Radar imagery this evening shows the elongated structure of our incoming storm. The system is moving in from the west-southwest, so we can draw a line in that direction and get a pretty good sense of what the forecast might entail for the next 24 hours. We’ll start off with a solid burst of snow in the early morning hours before the lull in precip currently over Ohio arrives. The storm will then wrap up with the burst of heavier precip currently near Chicago.
The little numbers on the map above are current (7 PM EDT) temperatures. Note that most of our area is near or, in the case of Manchester NH, a little above freezing. This means that we’ll have to worry a bit about precipitation types.
The forecast map below shows a bunch of information useful for thinking about the storm. We’ll start with the shadings which depict temperature (see the scale at the bottom of the image) and precipitation type (blue = snow, orange = sleet, pink = ice, green = rain).

The mountains will hold onto enough cold air to keep this one all snow. Far southeastern NH is already above freezing and will remain that way through most of the event, so I’m expecting mostly rain there (except for a quick burst of early morning snow). It’s the in-between spots that will be trouble. Right now, it looks like warm air aloft will make it as far north as the White Mountains in NH and about Lewiston/Augusta in Maine. That means that snow will change over to sleet and/or ice (sleet is more likely in Maine and central NH, ice is more likely in southwestern NH).
Right along the immediate coast east of I-95/I-295 and south of Route 1, surface temps may warm up just enough for some mixing with plain rain.
Around 8-9 AM or so, we’ll start to see the lull build in as the original storm fizzles out and a new one takes its place east of Cape Ann.

The lull will be most pronounced in southern areas where a mix of sleet/rain will give way to drizzle/freezing drizzle. Moderate snow should continue in the mountains as cold air begins to slowly drain south on the back side of the coastal low.
This storm’s final act will come as that coastal low starts developing in the Gulf of Maine, bringing one last burst of moderate/heavy snow to most of the area (except perhaps the coast south of Portland) before precip wraps up during the mid/late afternoon.

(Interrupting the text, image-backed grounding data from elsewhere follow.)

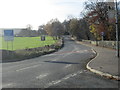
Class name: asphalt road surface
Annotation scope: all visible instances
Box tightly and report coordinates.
[2,36,119,88]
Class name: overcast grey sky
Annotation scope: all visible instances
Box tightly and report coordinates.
[0,0,87,30]
[0,0,119,30]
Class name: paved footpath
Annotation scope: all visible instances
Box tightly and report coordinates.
[76,41,120,81]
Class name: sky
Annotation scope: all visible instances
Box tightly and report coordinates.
[0,0,87,30]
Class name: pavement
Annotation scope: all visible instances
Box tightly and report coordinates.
[76,41,120,81]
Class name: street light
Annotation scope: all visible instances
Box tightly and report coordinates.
[115,0,119,57]
[107,0,119,57]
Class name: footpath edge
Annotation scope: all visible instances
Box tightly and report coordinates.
[75,40,120,81]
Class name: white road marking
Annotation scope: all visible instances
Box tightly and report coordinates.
[91,49,96,54]
[53,80,61,84]
[63,76,70,80]
[71,50,89,54]
[75,51,80,53]
[45,71,83,88]
[46,80,62,87]
[51,59,57,61]
[42,54,55,57]
[36,73,48,79]
[2,83,14,88]
[65,64,72,68]
[16,64,40,72]
[84,50,88,52]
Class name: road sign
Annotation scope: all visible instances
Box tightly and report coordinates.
[41,35,45,41]
[101,32,105,36]
[4,30,14,41]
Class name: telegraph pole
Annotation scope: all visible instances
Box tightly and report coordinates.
[115,0,119,57]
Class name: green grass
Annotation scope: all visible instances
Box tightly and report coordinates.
[0,36,57,50]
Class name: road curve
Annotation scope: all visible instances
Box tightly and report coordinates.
[2,36,119,88]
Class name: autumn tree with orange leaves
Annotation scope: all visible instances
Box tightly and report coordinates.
[83,0,116,40]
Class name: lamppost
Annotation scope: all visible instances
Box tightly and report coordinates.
[108,0,119,57]
[115,0,119,57]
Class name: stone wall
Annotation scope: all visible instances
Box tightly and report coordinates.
[2,39,64,63]
[82,40,120,49]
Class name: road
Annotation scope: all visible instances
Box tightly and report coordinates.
[2,36,119,88]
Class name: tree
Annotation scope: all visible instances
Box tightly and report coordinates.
[83,0,116,40]
[26,24,32,30]
[66,18,94,40]
[18,29,38,37]
[78,19,95,40]
[38,25,47,35]
[44,19,65,39]
[26,24,33,36]
[62,20,70,35]
[69,18,79,37]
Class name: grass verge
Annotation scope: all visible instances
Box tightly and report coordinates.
[1,36,57,50]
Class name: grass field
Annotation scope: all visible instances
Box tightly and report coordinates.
[0,36,57,50]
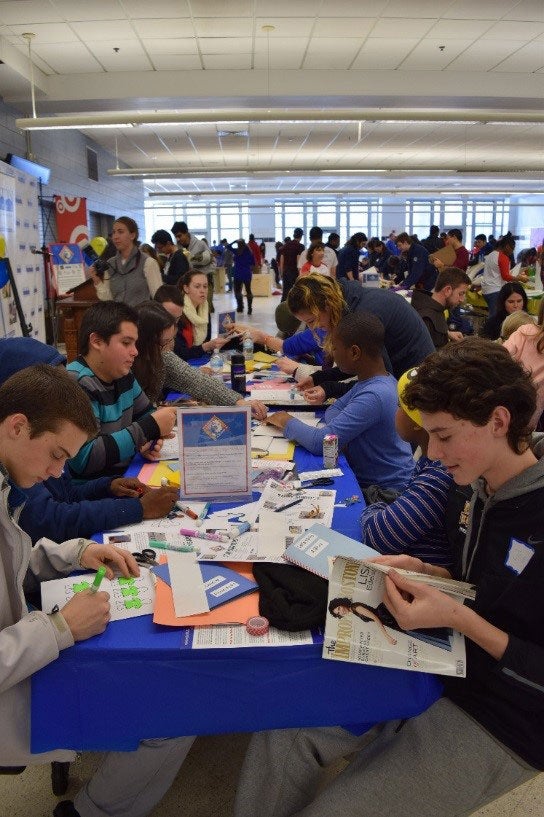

Here’s a look at how much snow I think should fall across the area tomorrow. The jackpot will be up in the mountains where 8-12″ of pure snow should pile up. Amounts drop off as you head closer to the coastline and farther south where rain and sleet/ice will mix in.
Make sure as you’re cleaning up tomorrow afternoon to leave plenty of room for more snow. More is likely to arrive as soon as Sunday night, and there could be quite a bit for some!